“Billboard” Breaks Down, Dials Up Triple-A

Al Shipley | October 9, 2008 10:00 am

Many people find it hard to tell the great from the godawful when it comes to 21st-century mainstream rock. To help figure out which is which, here’s “Corporate Rock Still Sells,” where Al Shipley examines what’s good, bad, and ugly in the world of rock and roll. This time around, he gives Billboard‘s newest radio-airplay chart, which focuses on the lighter rock offerings served up by Adult Album Alternative (or “Triple-A”) stations, a once-over:

One of the biggest rhetorical divides that distinguishes music broadcasting from visual media is the difference in accepted connotations of the word “adult.” In film and television, using that word to describe content means that something sexy and/or exciting is on the horizon, but in radio, “adult” formats are the dullest, slowest stations, programmed for the broadest, most boring possible audience. Adult Contemporary and Adult Top 40 are looked at as background music for waiting rooms, the stations where the lamest pop hits go to die. Those formats have a younger, hipper sibling–Adult Album Alternative–that splits the difference between adult contempo and modern rock stations, but it didn’t have its own Billboard chart until this summer, when the mag added Triple-A to its stable of rock airplay charts alongside the long-running Hot Modern Rock Tracks and Hot Mainstream Rock Tracks. Chris Molanphy touched on the new chart last month, but I thought I’d take a closer look since I’ll be discussing it a bit more often in the future.

One of Billboard’s sister publications, Radio & Records, has been publishing a Triple-A chart for years; Billboard simply appropriated the same data for its own chart, which first appeared in the July 10 issue. So while the Triple-A chart is technically only 14 weeks old, but several of its songs have been on it longer than it’s ostensibly existed, including Matt Nathanson’s 29-weeks-charting “Come On Get Higher.” The most recent available Arbitron data shows that while AAA hasn’t experienced substantial market share growth in the past decade, it’s held remarkably steady while Alternative stations have declined in listenership.

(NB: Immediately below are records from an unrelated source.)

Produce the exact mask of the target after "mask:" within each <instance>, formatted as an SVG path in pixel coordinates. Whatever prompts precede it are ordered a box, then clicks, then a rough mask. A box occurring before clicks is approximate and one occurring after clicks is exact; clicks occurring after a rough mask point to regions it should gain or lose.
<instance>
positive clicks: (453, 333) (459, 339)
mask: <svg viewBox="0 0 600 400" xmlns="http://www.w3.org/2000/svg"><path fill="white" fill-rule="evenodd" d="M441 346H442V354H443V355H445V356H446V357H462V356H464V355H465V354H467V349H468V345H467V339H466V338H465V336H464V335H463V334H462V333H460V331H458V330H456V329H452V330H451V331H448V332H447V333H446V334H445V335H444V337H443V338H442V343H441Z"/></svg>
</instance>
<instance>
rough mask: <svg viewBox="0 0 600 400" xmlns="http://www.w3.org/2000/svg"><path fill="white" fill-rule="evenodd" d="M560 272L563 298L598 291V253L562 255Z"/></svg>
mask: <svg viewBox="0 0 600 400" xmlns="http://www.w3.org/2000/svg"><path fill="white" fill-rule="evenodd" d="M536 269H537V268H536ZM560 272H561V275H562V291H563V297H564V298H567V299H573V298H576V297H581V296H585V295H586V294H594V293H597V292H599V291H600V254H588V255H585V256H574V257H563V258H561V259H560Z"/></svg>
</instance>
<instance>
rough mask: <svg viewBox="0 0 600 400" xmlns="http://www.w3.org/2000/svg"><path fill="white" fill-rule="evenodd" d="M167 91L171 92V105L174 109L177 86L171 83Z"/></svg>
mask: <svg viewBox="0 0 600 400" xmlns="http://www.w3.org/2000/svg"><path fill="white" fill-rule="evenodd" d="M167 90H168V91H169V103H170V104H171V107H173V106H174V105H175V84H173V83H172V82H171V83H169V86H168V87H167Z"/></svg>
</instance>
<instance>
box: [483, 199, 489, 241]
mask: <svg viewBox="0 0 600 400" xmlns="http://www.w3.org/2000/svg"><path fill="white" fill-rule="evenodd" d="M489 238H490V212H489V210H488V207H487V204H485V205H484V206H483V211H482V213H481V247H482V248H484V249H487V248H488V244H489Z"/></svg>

One of the things that immediately struck me about the Triple-A chart is its resemblance to the Modern Rock chart of the pre-Nirvana years: tons of singer-songwriters, bands that are a little too hip for the mainstream, and bands that are so far behind the curve that most young rock fans are so over them. In an era where the Modern Rock chart is marked by AC/DC’s first appearance and Metallica reaching unprecedented new peaks, it’s refreshing to have an alt-rock chart that filters out all the insurgent hard rock and metal elements. For the first time in almost a decade, we now have both Counting Crows and Sheryl Crow on a rock singles chart. Classic rockers with declining commercial fortunes like John Mellencamp and the Pretenders are sharing space with young bands from the MOR end of the indie rock spectrum like My Morning Jacket and The Hold Steady.

Since Modern and Mainstream are both top 40 charts, it’s always been easy to measure how many songs they have in common (the average is around 50%). Triple-A will be a little harder to triangulate, since it’s only top 30, but the crossover is pretty minimal. It currently shares no songs with Mainstream Rock, and only “Cath…” by Death Cab For Cutie, “Take Back The City” by Snow Patrol, and two Coldplay hits with Modern. But that’s not taking into account the fact that several songs have been hitting both charts at different times. Bush frontman Gavin Rossdale’s “Love Remains The Same” was a blip on Modern Rock months ago, but it’s been a solid performer on Triple-A.

And then there are the getting airplay on both Modern Rock and Triple-A with completely different songs. R.E.M.’s up-tempo “Supernatural Superserious” was a moderate Modern hit, but the lighter, piano-driven “Hollow Man” is all over Triple-A; Beck has “Gamma Ray” on the former and “Orphans” on the latter. And while the Raconteurs charted with two singles from their latest album on Modern Rock, it’s a non-single, the rootsy “Old Enough,” that’s getting all the Triple-A love. Just for the novelty of it, I’ll be very curious to see what song, if any, will be the first to appear on all three rock charts; my best guess is that it’ll depend on whether U2 or the White Stripes releases a new album sooner. But then, if one of those bands releases a single hard enough for Mainstream Rock, I would be surprised if Triple-A stations skip straight to playing a mellower deep cut instead.